Traumatized

Every time I see a post on social media about cancer I feel the immediate urge to run away from my computer and all forms of social media, never to return. Don't get me wrong, leaving social media would not be terrible, but the trauma I am experiencing has a correlation with cancer. My mom died from an aggressive form of lung cancer. It was horrific and reduced my mother to a shell of her former self. Now when I see posts from my friends who are actively seeking comfort and sympathy for what they are going through, I want to run in the opposite direction and not emotionally invest my time in them. That is the troubling part. I call some of these people friends, and yet I look at them now with grey-colored glasses. I am fearful of investing time and I am scared that I will lose them too. That is no way to live and yet I have more work to do with the trauma I have gone through. It feels like it was a lifetime ago, and yet we are still within the first year of losing her. We are still going through firsts. This will be the first Christmas without her and then the first New Year, her birthday when she is not here, valentines day... my birthday... all of it fresh and raw like a healing wound that keeps reopening. 

One of our toxic family traits is to try to ignore the grief we are feeling and to not talk about the struggles that may be going on, and I have been always much more open than my family, but this... this is a struggle. I have had a great deal of difficulty opening up about our experience. I am terrified of cancer. I watched it reduce the strongest woman I know to nothingness. It took up shop in her and then hollowed her out. I am fearful that it will happen to me, that I will leave my husband and children far too soon. A coping mechanism for me has been to remind myself that my story is not her story. We live entirely different lives. She was a longtime smoker and had unhealthy eating habits as a result of severe acid reflux, and I am a non-smoker, asthmatic who works out 3 times a week and tries to eat a balanced diet. I say try as I just ate the rest of a bag of chips, but truth be told I am living my life. 
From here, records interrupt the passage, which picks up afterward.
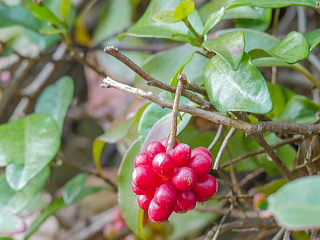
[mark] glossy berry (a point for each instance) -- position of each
(139, 191)
(201, 150)
(154, 148)
(144, 201)
(166, 196)
(182, 154)
(166, 141)
(206, 187)
(163, 164)
(144, 177)
(157, 213)
(184, 179)
(201, 163)
(141, 159)
(186, 200)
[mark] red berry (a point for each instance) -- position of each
(201, 150)
(166, 196)
(178, 210)
(154, 148)
(157, 213)
(166, 141)
(201, 163)
(144, 201)
(141, 159)
(186, 200)
(184, 178)
(144, 177)
(163, 164)
(206, 187)
(139, 191)
(181, 154)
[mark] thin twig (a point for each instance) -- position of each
(216, 138)
(249, 128)
(173, 132)
(260, 151)
(113, 51)
(223, 146)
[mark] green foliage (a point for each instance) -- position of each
(297, 211)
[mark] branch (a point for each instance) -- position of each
(249, 128)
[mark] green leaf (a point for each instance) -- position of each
(273, 3)
(56, 99)
(17, 15)
(299, 109)
(127, 199)
(183, 10)
(73, 188)
(229, 46)
(241, 90)
(213, 20)
(10, 223)
(297, 211)
(146, 26)
(54, 207)
(51, 31)
(65, 8)
(313, 38)
(44, 14)
(16, 201)
(26, 146)
(165, 16)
All of this is to say that I am at the age where my friends end up with severe maladies. Even my family, and my cousins are dealing with health issues and even my aunts and uncles who were the bedrock of my education, pillars are starting to crumble around me. It is painful and all I want to do is run from it, to hide, but there is no hiding from this. 

What rings in my ears is " you don't really grow up until you lose your mom". I now understand why people say do not wish to grow up too soon. In my twenties, I was desperate to be an adult and now, would you just look at me? I am in my thirties and it feels like I am losing more than I am winning. That doesn't mean I stop trying to do things to win and succeed at my goals, but these losses are hard to stomach at times. The loss of a perceived normal and the loss of time, time that in my twenties felt immeasurable and even well into my thirties, only to realize that time is a precious commodity. 

As I put a close to this year I realize that the time I spent this year was important. I put it into the people and places of substance. Not to say there weren't others that I wanted to spend time with, but my family was my focus. We needed to heal, I need to heal. I put my energy in healing my family, my children, my sister and my dad. I need to take time for myself. I need to heal too.